Haddock with Bacon and Onions
- 2 lbs haddock filet, cut into 4 8 oz. portions
- 2 tbsp lemon juice
- 1 tbsp softened butter
- 6 slices smoky bacon, chopped
- 8 cippolini, small Italian flat-shaped sweet onions, peeled and thinly sliced
- or 1 med. yellow onion, quartered and thinly sliced
- 1 large clove of garlic, finely chopped
- 1 cup Italian bread crumbs
- 1/4 cup flat-leaf parsley, chopped
- 2 tbsp capers, drained and chopped
- 2 plum tomatoes, seeded and chopped
Preheat oven to 400 degrees F.
Rinse fish and pat dry. Sprinkle fish with lemon juice and salt. Coat an oven-safe handled large skillet with a drizzle of EVOO and a little softened butter. Set portioned fish into skillet.

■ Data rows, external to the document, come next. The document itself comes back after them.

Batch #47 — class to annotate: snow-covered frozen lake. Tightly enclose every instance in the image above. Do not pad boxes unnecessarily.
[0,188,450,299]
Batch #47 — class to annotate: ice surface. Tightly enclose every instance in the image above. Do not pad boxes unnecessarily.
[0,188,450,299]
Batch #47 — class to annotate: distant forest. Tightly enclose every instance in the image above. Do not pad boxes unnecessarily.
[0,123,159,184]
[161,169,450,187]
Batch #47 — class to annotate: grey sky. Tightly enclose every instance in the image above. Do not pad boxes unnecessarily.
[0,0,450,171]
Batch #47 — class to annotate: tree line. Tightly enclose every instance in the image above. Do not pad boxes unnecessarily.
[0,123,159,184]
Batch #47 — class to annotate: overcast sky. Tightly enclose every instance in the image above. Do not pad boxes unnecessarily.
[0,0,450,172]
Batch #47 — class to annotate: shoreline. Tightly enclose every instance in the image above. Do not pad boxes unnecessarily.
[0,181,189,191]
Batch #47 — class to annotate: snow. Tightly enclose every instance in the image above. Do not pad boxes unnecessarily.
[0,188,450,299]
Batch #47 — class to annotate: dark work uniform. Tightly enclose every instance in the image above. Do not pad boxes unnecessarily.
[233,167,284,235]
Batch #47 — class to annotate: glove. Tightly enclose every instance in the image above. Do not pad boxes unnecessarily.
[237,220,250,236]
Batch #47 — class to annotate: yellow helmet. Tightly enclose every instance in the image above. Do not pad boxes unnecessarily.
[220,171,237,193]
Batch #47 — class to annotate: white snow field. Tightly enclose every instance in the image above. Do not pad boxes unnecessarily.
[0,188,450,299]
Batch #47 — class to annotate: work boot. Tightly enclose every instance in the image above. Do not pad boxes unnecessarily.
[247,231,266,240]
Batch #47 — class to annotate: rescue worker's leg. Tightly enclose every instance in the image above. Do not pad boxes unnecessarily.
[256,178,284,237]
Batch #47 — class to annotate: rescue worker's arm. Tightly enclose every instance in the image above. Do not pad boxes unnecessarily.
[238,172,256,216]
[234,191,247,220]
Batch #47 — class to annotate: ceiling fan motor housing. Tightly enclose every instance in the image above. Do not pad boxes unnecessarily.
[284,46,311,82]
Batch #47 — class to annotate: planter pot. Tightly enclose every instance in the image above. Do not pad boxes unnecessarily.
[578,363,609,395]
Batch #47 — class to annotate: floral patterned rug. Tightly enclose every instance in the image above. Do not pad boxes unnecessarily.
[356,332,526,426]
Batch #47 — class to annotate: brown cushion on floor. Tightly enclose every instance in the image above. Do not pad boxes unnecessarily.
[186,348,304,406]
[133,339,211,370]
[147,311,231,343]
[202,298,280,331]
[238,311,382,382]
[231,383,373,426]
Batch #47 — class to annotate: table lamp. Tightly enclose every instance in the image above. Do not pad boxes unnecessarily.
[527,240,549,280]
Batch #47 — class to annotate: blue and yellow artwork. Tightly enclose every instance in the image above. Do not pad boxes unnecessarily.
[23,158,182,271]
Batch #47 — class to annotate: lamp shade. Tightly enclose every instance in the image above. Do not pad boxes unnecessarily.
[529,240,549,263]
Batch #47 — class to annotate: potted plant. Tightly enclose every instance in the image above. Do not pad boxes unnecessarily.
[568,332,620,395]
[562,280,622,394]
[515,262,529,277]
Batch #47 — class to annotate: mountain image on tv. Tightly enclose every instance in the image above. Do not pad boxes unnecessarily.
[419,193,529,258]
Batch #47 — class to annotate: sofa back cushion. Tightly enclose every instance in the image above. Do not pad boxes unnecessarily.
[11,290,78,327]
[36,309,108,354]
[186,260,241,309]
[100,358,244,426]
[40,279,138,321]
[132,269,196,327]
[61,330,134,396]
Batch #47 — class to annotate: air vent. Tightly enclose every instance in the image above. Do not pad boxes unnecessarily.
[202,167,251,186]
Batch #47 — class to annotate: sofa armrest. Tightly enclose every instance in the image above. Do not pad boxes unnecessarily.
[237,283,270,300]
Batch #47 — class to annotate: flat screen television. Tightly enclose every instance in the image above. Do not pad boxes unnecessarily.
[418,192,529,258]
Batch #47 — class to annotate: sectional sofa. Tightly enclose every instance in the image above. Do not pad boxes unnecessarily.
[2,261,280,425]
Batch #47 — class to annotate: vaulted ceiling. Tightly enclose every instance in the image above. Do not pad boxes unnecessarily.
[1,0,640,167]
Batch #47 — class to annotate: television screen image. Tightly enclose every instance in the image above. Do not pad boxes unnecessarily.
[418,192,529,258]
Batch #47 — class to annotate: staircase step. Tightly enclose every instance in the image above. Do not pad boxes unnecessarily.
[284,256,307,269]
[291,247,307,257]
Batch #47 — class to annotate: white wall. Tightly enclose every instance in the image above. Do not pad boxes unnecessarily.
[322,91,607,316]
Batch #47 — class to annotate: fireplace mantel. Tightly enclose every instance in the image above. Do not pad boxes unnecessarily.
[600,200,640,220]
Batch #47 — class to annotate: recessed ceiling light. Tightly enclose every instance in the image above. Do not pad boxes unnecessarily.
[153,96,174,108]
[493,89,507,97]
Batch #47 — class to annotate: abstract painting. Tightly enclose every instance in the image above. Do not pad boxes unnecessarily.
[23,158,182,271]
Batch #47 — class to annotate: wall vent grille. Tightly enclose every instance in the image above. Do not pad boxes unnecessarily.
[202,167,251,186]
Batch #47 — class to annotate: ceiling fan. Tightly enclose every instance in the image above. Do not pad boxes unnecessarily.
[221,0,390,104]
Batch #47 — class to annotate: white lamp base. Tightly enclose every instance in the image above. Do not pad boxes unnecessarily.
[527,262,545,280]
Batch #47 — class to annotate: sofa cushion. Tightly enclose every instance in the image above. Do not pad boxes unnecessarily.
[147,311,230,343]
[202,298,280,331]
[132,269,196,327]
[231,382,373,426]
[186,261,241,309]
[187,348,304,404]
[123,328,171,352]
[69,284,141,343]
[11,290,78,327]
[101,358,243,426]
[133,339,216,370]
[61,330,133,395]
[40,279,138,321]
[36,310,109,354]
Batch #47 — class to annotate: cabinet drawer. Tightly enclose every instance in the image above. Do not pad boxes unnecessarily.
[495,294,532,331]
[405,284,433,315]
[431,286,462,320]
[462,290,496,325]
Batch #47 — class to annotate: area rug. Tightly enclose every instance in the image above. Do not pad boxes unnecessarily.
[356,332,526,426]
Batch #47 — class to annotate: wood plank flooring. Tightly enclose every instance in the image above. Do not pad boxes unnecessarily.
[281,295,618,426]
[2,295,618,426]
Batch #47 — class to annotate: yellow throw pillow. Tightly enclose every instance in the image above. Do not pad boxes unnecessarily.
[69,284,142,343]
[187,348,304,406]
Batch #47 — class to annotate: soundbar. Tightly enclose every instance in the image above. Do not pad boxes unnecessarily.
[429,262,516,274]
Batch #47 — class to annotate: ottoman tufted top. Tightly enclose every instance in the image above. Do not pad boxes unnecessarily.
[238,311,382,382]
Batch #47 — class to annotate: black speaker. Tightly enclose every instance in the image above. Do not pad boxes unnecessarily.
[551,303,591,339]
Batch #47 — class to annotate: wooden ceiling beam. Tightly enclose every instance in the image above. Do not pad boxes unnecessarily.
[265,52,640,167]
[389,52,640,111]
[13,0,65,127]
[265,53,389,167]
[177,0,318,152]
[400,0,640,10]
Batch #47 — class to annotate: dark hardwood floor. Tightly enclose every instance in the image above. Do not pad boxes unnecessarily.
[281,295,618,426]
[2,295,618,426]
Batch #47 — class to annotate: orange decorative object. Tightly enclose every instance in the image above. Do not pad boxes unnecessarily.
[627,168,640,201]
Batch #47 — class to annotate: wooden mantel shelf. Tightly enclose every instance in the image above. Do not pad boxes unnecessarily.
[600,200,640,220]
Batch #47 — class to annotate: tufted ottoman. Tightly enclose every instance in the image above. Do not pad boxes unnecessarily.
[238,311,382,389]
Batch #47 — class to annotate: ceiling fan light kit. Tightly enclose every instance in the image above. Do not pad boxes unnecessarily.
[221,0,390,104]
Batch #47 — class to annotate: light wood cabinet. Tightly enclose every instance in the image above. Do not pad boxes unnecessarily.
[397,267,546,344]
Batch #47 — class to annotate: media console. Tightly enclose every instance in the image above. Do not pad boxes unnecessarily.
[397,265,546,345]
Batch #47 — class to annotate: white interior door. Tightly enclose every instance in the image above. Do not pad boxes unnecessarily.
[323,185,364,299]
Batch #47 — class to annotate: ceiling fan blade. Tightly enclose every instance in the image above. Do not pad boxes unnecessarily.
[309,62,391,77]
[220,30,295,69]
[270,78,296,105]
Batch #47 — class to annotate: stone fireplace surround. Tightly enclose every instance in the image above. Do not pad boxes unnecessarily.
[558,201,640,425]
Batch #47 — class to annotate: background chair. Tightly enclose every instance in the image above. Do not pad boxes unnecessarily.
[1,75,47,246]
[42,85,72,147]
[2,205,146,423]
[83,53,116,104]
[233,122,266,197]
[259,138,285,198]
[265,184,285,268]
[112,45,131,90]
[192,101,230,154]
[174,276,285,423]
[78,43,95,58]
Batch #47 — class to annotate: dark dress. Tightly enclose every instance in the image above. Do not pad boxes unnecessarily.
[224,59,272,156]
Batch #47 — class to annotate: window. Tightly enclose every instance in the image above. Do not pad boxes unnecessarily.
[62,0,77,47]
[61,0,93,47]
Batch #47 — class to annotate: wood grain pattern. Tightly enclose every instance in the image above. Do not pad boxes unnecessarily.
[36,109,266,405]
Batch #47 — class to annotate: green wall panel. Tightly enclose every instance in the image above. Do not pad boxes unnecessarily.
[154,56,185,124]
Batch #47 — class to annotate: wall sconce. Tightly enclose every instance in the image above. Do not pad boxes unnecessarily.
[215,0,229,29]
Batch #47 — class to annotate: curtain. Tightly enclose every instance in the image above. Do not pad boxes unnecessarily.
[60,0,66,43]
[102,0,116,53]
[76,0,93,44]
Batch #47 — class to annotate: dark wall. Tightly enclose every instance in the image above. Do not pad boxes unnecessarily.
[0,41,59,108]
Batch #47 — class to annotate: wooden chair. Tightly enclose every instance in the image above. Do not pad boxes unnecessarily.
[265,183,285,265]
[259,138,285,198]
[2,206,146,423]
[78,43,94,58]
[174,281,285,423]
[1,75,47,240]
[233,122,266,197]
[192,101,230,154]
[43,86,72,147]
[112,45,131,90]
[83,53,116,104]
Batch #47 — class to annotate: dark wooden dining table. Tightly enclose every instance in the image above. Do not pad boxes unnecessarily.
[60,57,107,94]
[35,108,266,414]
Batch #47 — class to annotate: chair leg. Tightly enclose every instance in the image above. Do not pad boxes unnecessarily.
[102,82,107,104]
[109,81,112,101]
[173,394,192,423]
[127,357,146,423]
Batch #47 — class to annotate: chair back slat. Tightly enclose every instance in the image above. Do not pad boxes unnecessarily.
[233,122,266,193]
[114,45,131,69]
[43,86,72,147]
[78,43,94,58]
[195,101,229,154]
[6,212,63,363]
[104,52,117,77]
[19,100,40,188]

Heat a small skillet over medium-high heat. Add a drizzle of EVOO and the bacon. Render the fat in the bacon 3 minutes, then add onions. Sweat and soften onions and garlic 10 minutes. Remove pan from heat. Add bread crumbs to the pan and turn them to coat them in drippings. Add parssley and capers and combine. Top fish with coating of onions, bacon and bred crumbs. Bake 15 minutes. Transfer to plates and top with chopped tomato.